Peduli Lembantongoa, Ini Pernyataan Sikap Aktivis Perempuan Sulteng

  • Whatsapp
banner 728x90

Palu,- Sebagai rasa empati kepada korban pembunuhan di Lembantogoa, Gerakan Perempuan Sulawesi Tengah (Sulteng) gelar Doa Damai Lintas Iman yang di selenggarakan di Tamar Gor, Kota Palu, Rabu (02/12/2020) malam.

Kegiatan ini dihadiri sejumlah kalangan, baik Aktivis Perempuan, Tokoh Lintas Agama dan masyarakat umum guna mengirimkan doa dan berharap kedamaian tetap tercipta di tanah air.

Pihak penyelenggara kegiatan juga menyediakan kain putih untuk dibubuhkan tandatangani sebagai bentuk rasa empati terhadap peristiwa berdarah di Lembantongoa.

Di kesempatan tersebut, sejumlah aktivis perempuan juga memberikan pernyataan sikap dihadapan awak media sebagai upaya melawan kekerasan dan teror yang terjadi selama ini.

Salah satunya Ketua BEK SP Palu, Ruwaida. Ia mengatakan bahwa hingga saat ini belum mengetahui sejauh mana penanganan terhadap perempuan yang menjadi korban.

“Memang penting untuk mengedepankan keselamatan dan kesehatan keluarga yang ditinggalkan. Terutama yang menyaksikan langsung kejadian saat itu,” ungkap ida sapaan akrabnya.

Lebih lanjut, Idaengatakan bahwa korban-korban saat ini belum mendapatkan perlakuan itu dan masih mengalami trauma yang cukup dalam.
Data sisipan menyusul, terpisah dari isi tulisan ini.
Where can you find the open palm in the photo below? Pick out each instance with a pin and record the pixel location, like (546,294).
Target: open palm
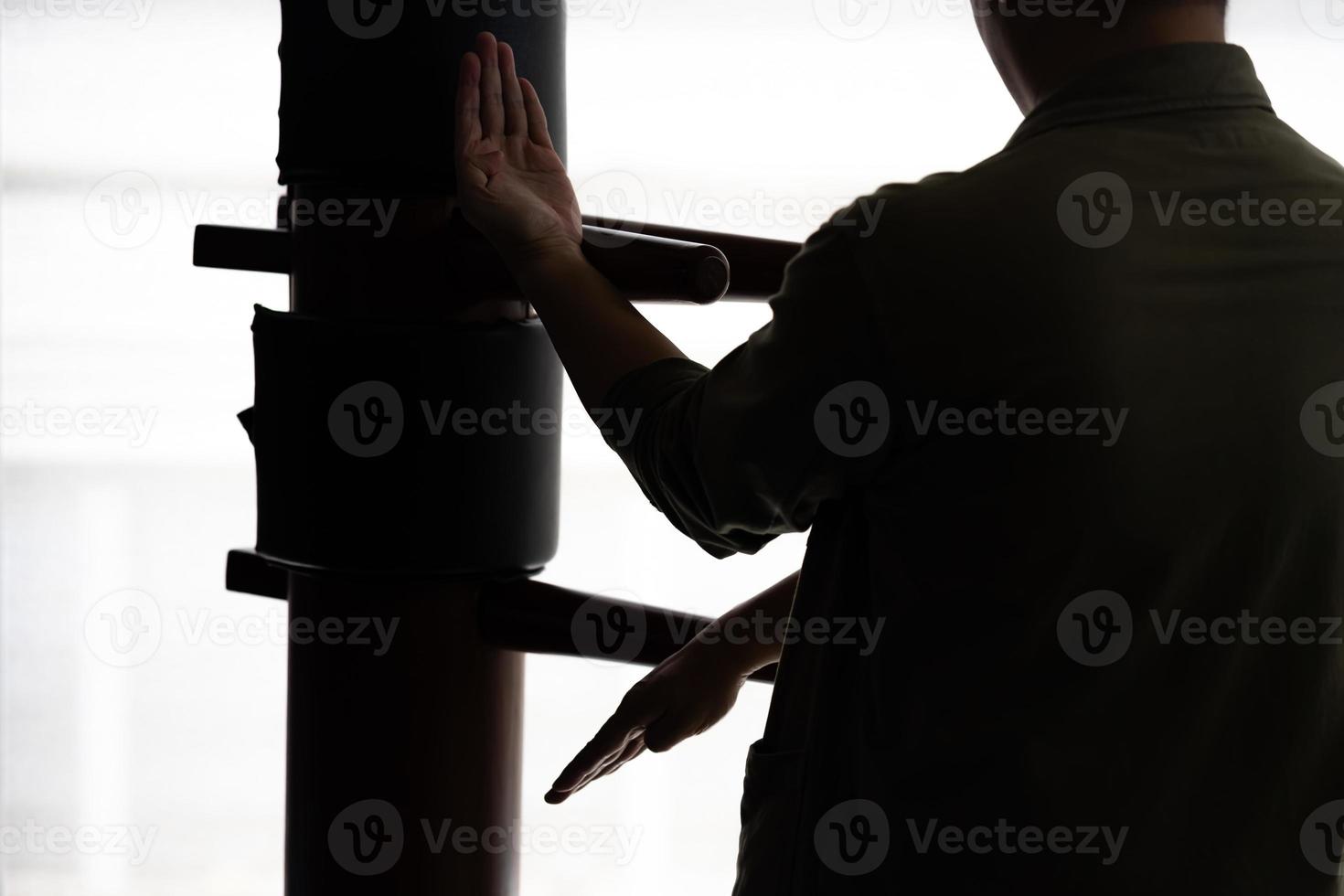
(511,183)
“Situasi ini kedepannya akan kita koordinasikan dengan pihak-pihak terkait.
Secara psikologi mereka perlu di support, bagaimana membuat rasa trauma berkepanjangan itu hilang dan bisa kembali seperti sedia kala,” ujarnya.

Ketua BEK SP Palu itu juga menjelaskan bahwa Penting bagi korban untuk diberi ruang aman. Semua pihak terkait harus ambil bagian, terutama masalah psikologis korban yang juga harus diutamakan.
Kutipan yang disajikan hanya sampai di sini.